Look back at the ransomware virus that shook the world only seven years ago, and the lessons we can learn to boost our cybersecurity.

In May 2017 a dangerous ransomware took the world by storm. Its name was “WannaCry”. This malicious software infected hundreds of thousands of computers across more than 150 countries, causing widespread disruption and financial losses. 

The WannaCry attack served as a wake-up call, highlighting the importance of basic cybersecurity knowledge as it encrypted millions of data, and demanded payment in bitcoin. Seven years later, what can we learn from this attack?
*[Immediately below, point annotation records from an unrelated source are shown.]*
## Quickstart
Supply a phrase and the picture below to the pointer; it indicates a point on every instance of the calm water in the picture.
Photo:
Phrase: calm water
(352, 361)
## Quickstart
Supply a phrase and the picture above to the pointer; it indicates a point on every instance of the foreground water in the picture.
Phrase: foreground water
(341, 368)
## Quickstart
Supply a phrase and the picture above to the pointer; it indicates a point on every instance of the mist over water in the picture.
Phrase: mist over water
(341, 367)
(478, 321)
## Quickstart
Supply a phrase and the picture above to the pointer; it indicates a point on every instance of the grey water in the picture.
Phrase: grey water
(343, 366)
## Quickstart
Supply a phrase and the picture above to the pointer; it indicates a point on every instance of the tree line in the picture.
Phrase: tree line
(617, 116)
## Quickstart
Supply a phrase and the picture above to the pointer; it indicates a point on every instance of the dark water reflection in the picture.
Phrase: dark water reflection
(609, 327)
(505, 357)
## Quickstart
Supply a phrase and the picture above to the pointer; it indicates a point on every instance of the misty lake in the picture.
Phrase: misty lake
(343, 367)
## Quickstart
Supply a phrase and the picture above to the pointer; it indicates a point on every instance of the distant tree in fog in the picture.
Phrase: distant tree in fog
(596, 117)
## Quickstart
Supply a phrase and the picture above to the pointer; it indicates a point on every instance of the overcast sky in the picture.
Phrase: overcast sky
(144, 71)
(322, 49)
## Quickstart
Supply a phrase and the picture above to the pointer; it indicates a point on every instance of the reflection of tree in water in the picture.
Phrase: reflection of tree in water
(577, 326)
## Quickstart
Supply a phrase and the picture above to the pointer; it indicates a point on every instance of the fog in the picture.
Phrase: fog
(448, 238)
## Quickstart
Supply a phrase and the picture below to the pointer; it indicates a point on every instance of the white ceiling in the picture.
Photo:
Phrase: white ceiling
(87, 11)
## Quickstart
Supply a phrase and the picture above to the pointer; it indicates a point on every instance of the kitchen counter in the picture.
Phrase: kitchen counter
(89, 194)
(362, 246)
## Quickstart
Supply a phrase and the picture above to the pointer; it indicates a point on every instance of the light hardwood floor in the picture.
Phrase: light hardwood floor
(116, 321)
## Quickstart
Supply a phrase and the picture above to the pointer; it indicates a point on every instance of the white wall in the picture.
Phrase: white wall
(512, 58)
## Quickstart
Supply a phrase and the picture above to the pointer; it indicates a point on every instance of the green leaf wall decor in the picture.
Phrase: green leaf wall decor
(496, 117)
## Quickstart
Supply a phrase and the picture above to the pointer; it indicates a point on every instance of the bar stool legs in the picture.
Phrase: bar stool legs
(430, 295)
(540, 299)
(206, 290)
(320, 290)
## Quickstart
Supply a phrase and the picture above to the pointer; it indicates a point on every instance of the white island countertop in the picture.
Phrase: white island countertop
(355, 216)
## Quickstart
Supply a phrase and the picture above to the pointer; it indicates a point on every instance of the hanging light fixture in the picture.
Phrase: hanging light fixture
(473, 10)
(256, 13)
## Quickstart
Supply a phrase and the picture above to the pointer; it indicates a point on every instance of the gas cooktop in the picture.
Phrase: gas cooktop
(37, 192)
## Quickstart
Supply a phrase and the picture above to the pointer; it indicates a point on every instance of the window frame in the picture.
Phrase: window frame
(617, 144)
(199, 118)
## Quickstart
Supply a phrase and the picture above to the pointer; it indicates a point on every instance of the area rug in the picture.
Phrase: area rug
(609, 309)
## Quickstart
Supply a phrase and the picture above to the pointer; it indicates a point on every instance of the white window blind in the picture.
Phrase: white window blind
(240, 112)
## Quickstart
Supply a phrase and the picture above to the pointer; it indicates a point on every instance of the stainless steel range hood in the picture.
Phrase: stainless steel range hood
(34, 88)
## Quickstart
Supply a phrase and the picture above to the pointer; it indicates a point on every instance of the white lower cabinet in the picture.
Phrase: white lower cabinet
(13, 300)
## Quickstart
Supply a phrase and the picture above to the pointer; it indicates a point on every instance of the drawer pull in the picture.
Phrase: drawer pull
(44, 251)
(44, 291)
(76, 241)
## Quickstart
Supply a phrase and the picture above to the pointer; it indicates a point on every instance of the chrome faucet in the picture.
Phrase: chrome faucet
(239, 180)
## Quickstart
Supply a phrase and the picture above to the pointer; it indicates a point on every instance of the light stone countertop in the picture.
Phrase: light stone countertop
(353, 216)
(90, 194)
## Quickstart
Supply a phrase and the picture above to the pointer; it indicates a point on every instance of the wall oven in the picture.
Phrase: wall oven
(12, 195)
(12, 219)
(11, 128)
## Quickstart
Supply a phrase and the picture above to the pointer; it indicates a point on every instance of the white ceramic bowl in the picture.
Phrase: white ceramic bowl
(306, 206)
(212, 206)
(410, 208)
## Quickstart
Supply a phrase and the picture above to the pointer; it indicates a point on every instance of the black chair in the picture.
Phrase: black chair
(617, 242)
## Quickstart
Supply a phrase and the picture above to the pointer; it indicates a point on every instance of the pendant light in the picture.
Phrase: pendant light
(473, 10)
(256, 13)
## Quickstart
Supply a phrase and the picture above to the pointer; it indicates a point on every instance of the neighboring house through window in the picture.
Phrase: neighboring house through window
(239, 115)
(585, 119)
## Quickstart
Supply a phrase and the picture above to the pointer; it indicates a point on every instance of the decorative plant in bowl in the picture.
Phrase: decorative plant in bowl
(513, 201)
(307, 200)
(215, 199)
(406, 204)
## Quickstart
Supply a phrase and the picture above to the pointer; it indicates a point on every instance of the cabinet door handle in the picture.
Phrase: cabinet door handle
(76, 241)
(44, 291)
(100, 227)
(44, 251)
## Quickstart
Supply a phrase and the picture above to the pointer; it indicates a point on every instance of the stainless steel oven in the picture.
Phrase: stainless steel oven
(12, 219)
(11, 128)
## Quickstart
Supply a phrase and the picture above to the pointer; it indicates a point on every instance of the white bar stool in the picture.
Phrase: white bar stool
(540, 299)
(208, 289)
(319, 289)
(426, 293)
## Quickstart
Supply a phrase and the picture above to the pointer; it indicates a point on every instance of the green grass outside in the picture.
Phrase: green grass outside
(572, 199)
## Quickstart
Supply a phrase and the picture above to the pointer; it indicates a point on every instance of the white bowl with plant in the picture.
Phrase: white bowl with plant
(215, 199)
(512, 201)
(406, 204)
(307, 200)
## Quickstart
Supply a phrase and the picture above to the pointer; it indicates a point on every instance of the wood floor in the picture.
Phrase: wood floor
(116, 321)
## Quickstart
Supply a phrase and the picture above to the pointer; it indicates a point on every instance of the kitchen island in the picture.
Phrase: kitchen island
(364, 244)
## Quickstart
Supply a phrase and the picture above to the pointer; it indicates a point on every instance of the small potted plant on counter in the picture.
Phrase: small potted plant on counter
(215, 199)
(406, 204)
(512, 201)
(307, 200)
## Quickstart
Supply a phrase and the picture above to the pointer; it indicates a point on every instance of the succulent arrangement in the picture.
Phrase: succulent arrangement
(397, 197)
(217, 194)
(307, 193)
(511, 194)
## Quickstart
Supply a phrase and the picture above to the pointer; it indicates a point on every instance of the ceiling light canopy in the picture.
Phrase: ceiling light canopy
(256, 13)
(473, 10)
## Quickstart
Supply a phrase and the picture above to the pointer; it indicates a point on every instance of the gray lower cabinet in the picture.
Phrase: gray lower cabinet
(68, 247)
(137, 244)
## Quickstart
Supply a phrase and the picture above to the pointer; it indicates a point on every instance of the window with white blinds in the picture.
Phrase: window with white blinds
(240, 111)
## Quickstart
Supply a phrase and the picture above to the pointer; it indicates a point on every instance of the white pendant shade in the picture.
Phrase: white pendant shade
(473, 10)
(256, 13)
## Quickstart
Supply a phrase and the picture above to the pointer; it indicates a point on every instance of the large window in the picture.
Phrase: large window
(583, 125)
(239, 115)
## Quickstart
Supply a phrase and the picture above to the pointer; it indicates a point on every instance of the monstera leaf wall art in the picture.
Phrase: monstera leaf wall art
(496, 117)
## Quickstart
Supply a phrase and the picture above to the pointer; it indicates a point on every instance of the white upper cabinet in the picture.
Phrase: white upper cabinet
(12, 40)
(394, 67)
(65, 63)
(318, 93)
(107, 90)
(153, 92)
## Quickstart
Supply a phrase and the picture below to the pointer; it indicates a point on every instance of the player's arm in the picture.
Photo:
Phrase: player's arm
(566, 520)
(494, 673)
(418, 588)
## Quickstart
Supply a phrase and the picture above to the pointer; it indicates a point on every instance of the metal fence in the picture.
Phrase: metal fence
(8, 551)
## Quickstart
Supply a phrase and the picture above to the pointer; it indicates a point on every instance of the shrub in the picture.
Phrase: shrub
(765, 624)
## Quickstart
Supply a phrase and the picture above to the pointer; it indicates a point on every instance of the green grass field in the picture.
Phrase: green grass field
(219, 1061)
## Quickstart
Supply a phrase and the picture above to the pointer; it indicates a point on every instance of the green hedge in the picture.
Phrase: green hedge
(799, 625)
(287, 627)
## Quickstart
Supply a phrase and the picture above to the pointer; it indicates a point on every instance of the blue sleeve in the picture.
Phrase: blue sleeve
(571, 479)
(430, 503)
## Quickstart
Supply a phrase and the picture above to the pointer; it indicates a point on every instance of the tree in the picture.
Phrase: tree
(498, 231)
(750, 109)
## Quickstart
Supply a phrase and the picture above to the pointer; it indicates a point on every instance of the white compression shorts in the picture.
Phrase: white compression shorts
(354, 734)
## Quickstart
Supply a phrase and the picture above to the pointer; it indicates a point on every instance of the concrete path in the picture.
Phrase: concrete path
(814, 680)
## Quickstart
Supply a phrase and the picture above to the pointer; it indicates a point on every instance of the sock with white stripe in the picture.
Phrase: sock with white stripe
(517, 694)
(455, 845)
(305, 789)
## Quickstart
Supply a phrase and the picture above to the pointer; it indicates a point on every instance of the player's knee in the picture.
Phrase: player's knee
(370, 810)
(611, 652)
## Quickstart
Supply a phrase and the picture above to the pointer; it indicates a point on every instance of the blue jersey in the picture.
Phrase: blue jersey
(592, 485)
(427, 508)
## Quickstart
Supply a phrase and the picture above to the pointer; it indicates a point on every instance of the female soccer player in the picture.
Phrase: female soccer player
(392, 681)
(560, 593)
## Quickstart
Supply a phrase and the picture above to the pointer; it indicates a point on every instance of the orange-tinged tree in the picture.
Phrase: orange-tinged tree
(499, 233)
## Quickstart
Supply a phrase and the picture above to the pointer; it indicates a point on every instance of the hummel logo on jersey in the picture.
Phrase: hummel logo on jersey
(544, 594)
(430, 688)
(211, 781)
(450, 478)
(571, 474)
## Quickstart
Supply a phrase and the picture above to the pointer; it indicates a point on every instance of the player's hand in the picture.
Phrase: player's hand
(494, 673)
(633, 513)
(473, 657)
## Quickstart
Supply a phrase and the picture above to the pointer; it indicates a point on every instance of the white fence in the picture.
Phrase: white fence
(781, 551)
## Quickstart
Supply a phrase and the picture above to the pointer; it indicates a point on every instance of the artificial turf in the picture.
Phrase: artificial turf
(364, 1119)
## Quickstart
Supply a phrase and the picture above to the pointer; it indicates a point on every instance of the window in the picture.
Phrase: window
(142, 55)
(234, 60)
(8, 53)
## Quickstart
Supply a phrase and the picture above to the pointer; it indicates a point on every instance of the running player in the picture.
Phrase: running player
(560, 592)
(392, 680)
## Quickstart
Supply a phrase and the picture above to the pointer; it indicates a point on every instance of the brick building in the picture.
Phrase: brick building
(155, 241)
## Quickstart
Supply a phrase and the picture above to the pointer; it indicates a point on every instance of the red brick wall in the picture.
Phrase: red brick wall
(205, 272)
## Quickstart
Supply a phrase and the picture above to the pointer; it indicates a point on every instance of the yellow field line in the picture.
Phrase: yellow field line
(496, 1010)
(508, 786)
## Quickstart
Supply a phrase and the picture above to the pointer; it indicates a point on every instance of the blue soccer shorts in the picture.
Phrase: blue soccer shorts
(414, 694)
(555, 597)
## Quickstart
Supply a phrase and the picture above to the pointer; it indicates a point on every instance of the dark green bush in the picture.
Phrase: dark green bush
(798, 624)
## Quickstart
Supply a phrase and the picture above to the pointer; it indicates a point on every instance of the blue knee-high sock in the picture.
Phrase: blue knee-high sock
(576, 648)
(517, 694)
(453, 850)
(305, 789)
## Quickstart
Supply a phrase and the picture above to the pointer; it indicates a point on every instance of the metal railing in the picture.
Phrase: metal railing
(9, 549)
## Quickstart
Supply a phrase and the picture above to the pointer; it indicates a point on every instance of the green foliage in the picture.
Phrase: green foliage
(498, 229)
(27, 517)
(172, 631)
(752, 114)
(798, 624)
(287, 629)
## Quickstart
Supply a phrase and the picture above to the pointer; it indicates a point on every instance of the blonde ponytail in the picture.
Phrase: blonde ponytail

What is the WannaCry Virus?

WannaCry is a ransomware virus, or a virus that demands money in exchange for stolen files to be returned, that attacked computers running Microsoft Windows worldwide on May 12, 2017. It exploited a vulnerability called EternalBlue, originally created by the National Security Agency, and spread through different servers using phishing tactics or an infected website. Once inside the victim’s system, it encrypted all files and demanded payment in Bitcoin in exchange for decryption that was not even guaranteed. It affected large companies in different industries around the globe; a few notable victims were Spanish telecommunications company Telefonica, Deutsche Bahn, Renault, and even the British National Health Service or NHS. On the same day of the attack, a kill switch was discovered inside the virus, gradually lessening attacks—however, much was still lost in bitcoin to the virus’ creators, a hacker group called Shadow Brokers.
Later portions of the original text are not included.